Contact:  http://www.theprovince.com/
Details: http://www.mapinc.org/media/476
Author: John Cotter
Page: 16

CROWN ABANDONS APPEAL IN POT SEED CASE

Federal service drops case involving cannabis activist whose charges
were stayed last month

Federal prosecutors have decided to drop their appeal of a court
ruling that dismissed charges against a prominent B.C. cannabis activist.

Dana Larsen was arrested in Calgary during a national tour to give
away millions of marijuana seeds to the public.

On Monday, Larsen said in Vancouver that the Crown's appeal was to be
heard July 2 in the Alberta Court of Appeal.

But after a review this week, the Public Prosecution Service of Canada
said it is dropping the case.

"We have decided to abandon the appeal," Barry Nordin, chief federal
prosecutor of the service's Alberta regional office, said on Thursday.

"We are not satisfied that after a hearing of the appeal the result
would be any different."

Calgary police charged Larsen with drug trafficking and possession
last year after pot seeds were handed out at an event as part of his
Overgrow Canada tour.

Last month, Alberta provincial court Judge A. J. Brown stayed the
charges, saying the case took too long to get to trial.

In her ruling, Brown blamed much of the delay on the
prosecution.

"Without firm, overall direction of the prosecution, the file has been
rife with unacceptable Crown delay," Brown wrote.

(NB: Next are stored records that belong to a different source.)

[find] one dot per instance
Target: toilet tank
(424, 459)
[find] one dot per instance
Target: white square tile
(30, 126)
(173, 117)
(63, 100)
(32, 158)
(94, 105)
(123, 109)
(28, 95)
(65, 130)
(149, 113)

Unlike a Crown-directed stay, where charges can be restarted within a
year, a judicial stay dismisses the charges.

Nordin said the appeal was to have focused on Brown's findings about
delays in the case, not the merits of the charges Larsen faced.

Larsen said he is pleased with the Crown's decision, adding he should
never have been charged in the first place.

"I wish they had made that decision a lot earlier and not bothered
wasting all this time in court," he said.

"The courts don't have time or space for these kinds of actions. They
really should be prioritizing real crimes instead of these
pseudo-cannabis crimes that aren't really hurting anybody."

Earlier this week, Larsen said he was surprised by the appeal notice
and wondered if the Crown was trying to make an example of him at a
time when people are openly buying and selling marijuana seeds across
Canada in stores and on the internet.

Larsen said he plans to continue handing out free marijuana seeds in
the new year.

"I hope that police in Calgary and elsewhere will look on this
decision and realize it is not worth the effort to come and charge
me," he said.

"Hopefully cannabis seeds can be de facto legalized."

Larsen was a founding member of the B.C. Marijuana Party and the
Canadian Marijuana Party.

He has run a medicinal cannabis dispensary for seven
years.

In 2011, he ran for the leadership of the provincial NDP in B.C.